Other officials weighed in on the Pathways issue as well. Gov. M. Jodi Rell raised concerns about traffic. Blumenthal rejected Perez's "economic development" argument, effectively halting construction at the site.
But others question if it was - in the end - concerns about traffic and safety that really killed the mayor's plan.
"This is the other side of the story, given the actions of a few self-interested people," said Carl Nasto, deputy corporation counsel for the city. "He [Wertheim] went to the legislature and torpedoed our efforts."
If no other option for the magnet school is found, city officials say, Hartford may need to keep it in Windsor longer than planned.
And some residents of Asylum Hill are still upset about the activities of Ritter and Wertheim.
Michel, the Asylum Hill group's chairman, said Wertheim, in hopes of "preserving his [rental] income," misstated the position of key state officials while arguing against the Farmington and Broad site.

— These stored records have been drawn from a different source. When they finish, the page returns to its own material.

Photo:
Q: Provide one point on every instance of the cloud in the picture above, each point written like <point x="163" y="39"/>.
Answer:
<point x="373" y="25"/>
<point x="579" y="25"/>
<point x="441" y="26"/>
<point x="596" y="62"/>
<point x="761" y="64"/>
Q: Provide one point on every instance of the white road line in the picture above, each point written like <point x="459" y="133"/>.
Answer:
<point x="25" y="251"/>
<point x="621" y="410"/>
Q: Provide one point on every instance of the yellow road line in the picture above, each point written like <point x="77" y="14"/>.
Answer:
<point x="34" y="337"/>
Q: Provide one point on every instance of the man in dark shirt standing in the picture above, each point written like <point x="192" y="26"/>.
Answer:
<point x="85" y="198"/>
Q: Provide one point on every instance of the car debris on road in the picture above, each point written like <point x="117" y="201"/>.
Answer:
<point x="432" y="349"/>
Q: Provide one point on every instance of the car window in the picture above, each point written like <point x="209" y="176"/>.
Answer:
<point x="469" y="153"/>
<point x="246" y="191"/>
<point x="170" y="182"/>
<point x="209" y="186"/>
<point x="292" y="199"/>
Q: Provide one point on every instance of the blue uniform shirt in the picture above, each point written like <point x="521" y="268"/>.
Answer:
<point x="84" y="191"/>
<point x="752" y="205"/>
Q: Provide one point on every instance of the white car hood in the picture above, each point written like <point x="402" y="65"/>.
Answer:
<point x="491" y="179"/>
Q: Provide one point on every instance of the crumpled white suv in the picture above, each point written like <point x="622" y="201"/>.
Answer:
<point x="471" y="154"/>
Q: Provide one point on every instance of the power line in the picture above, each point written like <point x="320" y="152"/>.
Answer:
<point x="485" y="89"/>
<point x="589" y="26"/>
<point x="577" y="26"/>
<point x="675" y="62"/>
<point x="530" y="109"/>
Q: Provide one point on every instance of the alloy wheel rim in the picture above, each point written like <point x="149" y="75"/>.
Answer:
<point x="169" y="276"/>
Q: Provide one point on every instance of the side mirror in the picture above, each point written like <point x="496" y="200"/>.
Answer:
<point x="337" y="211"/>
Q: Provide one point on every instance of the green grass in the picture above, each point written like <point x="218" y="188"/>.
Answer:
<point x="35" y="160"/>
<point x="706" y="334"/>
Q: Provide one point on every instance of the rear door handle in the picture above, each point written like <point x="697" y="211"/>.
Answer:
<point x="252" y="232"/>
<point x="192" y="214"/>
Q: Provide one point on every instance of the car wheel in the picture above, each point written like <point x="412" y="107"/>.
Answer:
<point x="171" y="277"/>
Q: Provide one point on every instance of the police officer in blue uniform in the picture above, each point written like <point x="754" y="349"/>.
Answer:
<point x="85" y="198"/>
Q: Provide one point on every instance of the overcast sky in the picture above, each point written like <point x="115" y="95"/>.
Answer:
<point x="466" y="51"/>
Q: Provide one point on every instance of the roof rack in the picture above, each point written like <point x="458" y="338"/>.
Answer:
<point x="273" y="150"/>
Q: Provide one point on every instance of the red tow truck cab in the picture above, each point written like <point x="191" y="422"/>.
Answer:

In an e-mail dated Dec. 10, 2005, to Michel, a copy of which is included in city records, Wertheim said that state Department of Education counsel Mark Stapleton "in particular" was opposed to the site, and that the department "would rather see the Pathways school remain in Windsor."
Stapleton, chief of the education agency's office of legal and governmental affairs, said last week that he was "pretty annoyed" at Wertheim's statement.
Stapleton said Ritter called him a couple of years ago to say Wertheim wanted to sell the building to Hartford, and asked if the city could get state magnet school funds for a building out of town.
"I told him `yes,'" Stapleton said. "But the choice of a site is up to the [local] board of education. ... I would never want it to look like I was steering a site. ... It's out of character and I wouldn't do it."
Reprinted with permission of the Hartford Courant.